Lastly, Nvidia's operating performance has somewhat caught up to its skyrocketing valuation. With shares of the company swooning during the first quarter due to tariff-related concerns and China-based DeepSeek's large language model chatbot reveal, Nvidia's forward price-to-earnings ratio briefly dipped below 20. Some investors clearly see value, even in the wake of Nvidia adding more than $3 trillion in market cap since 2023 began.

But there's another side to this story that Philippe Laffont's persistent selling of Nvidia stock brings to light.

An engineer checking wires and switches on a data center server tower.

Image source: Getty Images.

Laffont's Coatue Management has been selling Nvidia stock every quarter for two years

While Coatue Management's billionaire chief isn't exactly bearish on Nvidia -- it still represents a sizable holding for his fund -- he has sold shares of Wall Street's favorite AI stock for eight consecutive quarters. Taking into account Nvidia's historic 10-for-1 forward split in June 2024, here's the progression of Coatue's quarter-end share count in Nvidia since March 31, 2023:

  • Q1 2023: 49,802,020 shares of Nvidia
  • Q2 2023: 46,449,700 shares
  • Q3 2023: 45,410,400 shares
  • Q4 2023: 43,222,010 shares
  • Q1 2024: 13,851,410 shares
  • Q2 2024: 13,754,447 shares
  • Q3 2024: 10,138,161 shares
  • Q4 2024: 10,006,488 shares
  • Q1 2025: 8,545,835 shares

To reiterate, more than 8.5 million shares held isn't chump change -- but there's a reason (or four) why Laffont has sold 83% of his fund's stake in the company over the last two years.

Profit-taking is absolutely a possibility for Coatue Management's boss, as well as other billionaires who've reduced their exposure to Nvidia. We've never witnessed a megacap stock gain $3 trillion in market cap so quickly before, so ringing the register might be viewed as a wise move.

However, there's also the logical expectation that competition is going to pick up in a big way for Nvidia in the coming years. Even though it's in no danger of losing its spot atop the compute leaderboard, there are more variables to consider than just how fast an AI-GPU can be.

NVDA Gross Profit Margin (Quarterly) Chart

Competitive pressures appear to be chipping away at Nvidia's high gross margin. NVDA Gross Profit Margin (Quarterly) data by YCharts.

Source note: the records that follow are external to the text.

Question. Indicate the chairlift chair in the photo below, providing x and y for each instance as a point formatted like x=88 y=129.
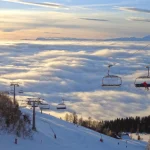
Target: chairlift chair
x=61 y=105
x=140 y=80
x=20 y=91
x=111 y=80
x=44 y=106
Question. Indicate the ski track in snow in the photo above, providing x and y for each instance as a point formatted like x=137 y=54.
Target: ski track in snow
x=74 y=70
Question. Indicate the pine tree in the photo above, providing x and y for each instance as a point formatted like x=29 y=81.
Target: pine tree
x=148 y=145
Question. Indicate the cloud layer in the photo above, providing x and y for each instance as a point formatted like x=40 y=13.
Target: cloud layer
x=74 y=70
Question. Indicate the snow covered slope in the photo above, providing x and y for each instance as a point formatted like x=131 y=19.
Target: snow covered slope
x=68 y=136
x=74 y=70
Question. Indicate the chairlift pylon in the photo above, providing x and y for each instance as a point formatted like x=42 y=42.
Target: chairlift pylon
x=111 y=80
x=61 y=105
x=139 y=81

For instance, many of Nvidia's top customers by net sales (i.e., most members of the "Magnificent Seven") are internally developing AI chips to use in their data centers. Though this hardware is no threat to Nvidia on an external basis, these internally developed chips are considerably cheaper than Hopper and Blackwell, as well as more readily accessible. The use of internal hardware means less prospective real estate for Nvidia to win in the future. It's also a drag on the AI-GPU scarcity that's powered its gross margin higher.

Laffont might also be rightly concerned about President Donald Trump's tariff and trade policy. For three years, beginning under former President Joe Biden and continuing under Trump, exports of high-powered AI chips and related equipment to China have been restricted. With President Trump emphasizing national security and the need for AI innovation to remain within domestic borders, Nvidia could lose out on billions of dollars in quarterly sales from one of its largest individual markets.

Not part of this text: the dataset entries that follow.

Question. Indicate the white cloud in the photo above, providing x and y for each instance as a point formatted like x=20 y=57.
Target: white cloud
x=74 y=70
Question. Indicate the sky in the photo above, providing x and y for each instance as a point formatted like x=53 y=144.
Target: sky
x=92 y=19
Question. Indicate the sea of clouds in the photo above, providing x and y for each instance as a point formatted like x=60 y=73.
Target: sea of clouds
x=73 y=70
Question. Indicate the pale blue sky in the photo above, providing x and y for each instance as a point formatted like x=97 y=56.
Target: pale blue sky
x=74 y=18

Finally, billionaire Philippe Laffont might recognize the gravity of historical precedent when it comes to the AI revolution. For more than three decades, every game-changing technology or innovation has worked its way through a bubble that eventually burst. While businesses are aggressively investing in AI infrastructure, most aren't generating a positive return on their AI investments, nor are they optimizing their AI solutions. It's going to take time for artificial intelligence to mature as a technology, which means there's a strong likelihood of an AI bubble forming, bursting, and dragging Nvidia's share price considerably lower.

Though Nvidia has the tools to be a long-term winner once AI matures, it has all the hallmarks of a company priced for perfection in an imperfect early stage trend.